1.TagAbends Abflug mit Linienflug der LAN Airlines ab Frankfurt über Madrid. Kostenlose Anschlussflüge mit IBERIA nach Madrid ab verschiedenen dt. Flughäfen.
2.TagAnkunft in Santiago de Chile am Vormittag. Direkt nach der Ankunft Weiterflug nach Mendoza, der argentinischen Weinmetropole. Vorsprache in der Nationalparkbehörde (muss laut Vorschrift persönlich erfolgen) zur Abholung der vorbereiteten Genehmigung. Weiter per Bus in dreieinhalbstündiger Fahrt nach Puente del Inca (2720 m) bzw. Penitentes, einem kleinen Ort an der Straße zur Chilenischen Grenze. Seinen Namen hat der Ort nach der gleichnamigen Naturbrücke über den Rio de las Cuevas. Im gemütlichen Hotel beziehen Sie für die nächsten zwei Nächte die Zimmer.
3.TagEin namenloser Gipfel (3570 m) in unmittelbarer Nähe von Penitentes bietet die ideale Voraussetzung, um sich an die dünner werdende Luft zu adaptieren. Ein kleiner Sessellift unterstützt die ersten Höhenmeter. Zudem haben Sie eine herrliche Aussicht auf den Anmarsch zum Basislager und auf das gewaltige Massiv des Aconcagua.

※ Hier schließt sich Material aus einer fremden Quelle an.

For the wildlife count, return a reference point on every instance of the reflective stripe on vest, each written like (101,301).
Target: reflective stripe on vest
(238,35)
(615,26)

Nach 2 Stunden gemütlichen Steigens ist der Gipfel leicht zu erreichen.
Ausblick vom Cerro-Banderita zur Aconcagua-Südwand
4. bis 6.TagDurch das Horconestal geht es landschaftlich sehr eindrucksvoll die beiden nächsten Tage - gemütlich mit leichtem Gepäck - Richtung Basislager. Das große Gepäck wird von Maultieren transportiert. Erstes Etappenziel ist Confluenza (3400 m), ein hübscher Lagerplatz nach etwa einem Drittel der Gesamtstrecke. Von hier aus kann auch - wer mag - ein Akklimatisationsausflug ins vier Stunden entfernte Basislager unter der 3000 m hohen Aconcagua Südwand unternommen werden. Der zweite Teil des Anmarsches beginnt früh am Morgen, da eventuell einige kleine Wasserläufe gequert werden müssen, die vom Schmelzwasser des Horcones-Gletschers gespeist werden. Bei bis zu 30°C Hitze sind die kurzen Kneippkuren jedoch eine willkommene Abkühlung. Der letzte Teil des Weges führt auf einem guten Pfad durch eine wilde Mondlandschaft, bis es kurz vor dem Basislager nochmals einige Meter steil nach oben geht. Plaza de Mulas, das Basislagers, ist erreicht (4370 m).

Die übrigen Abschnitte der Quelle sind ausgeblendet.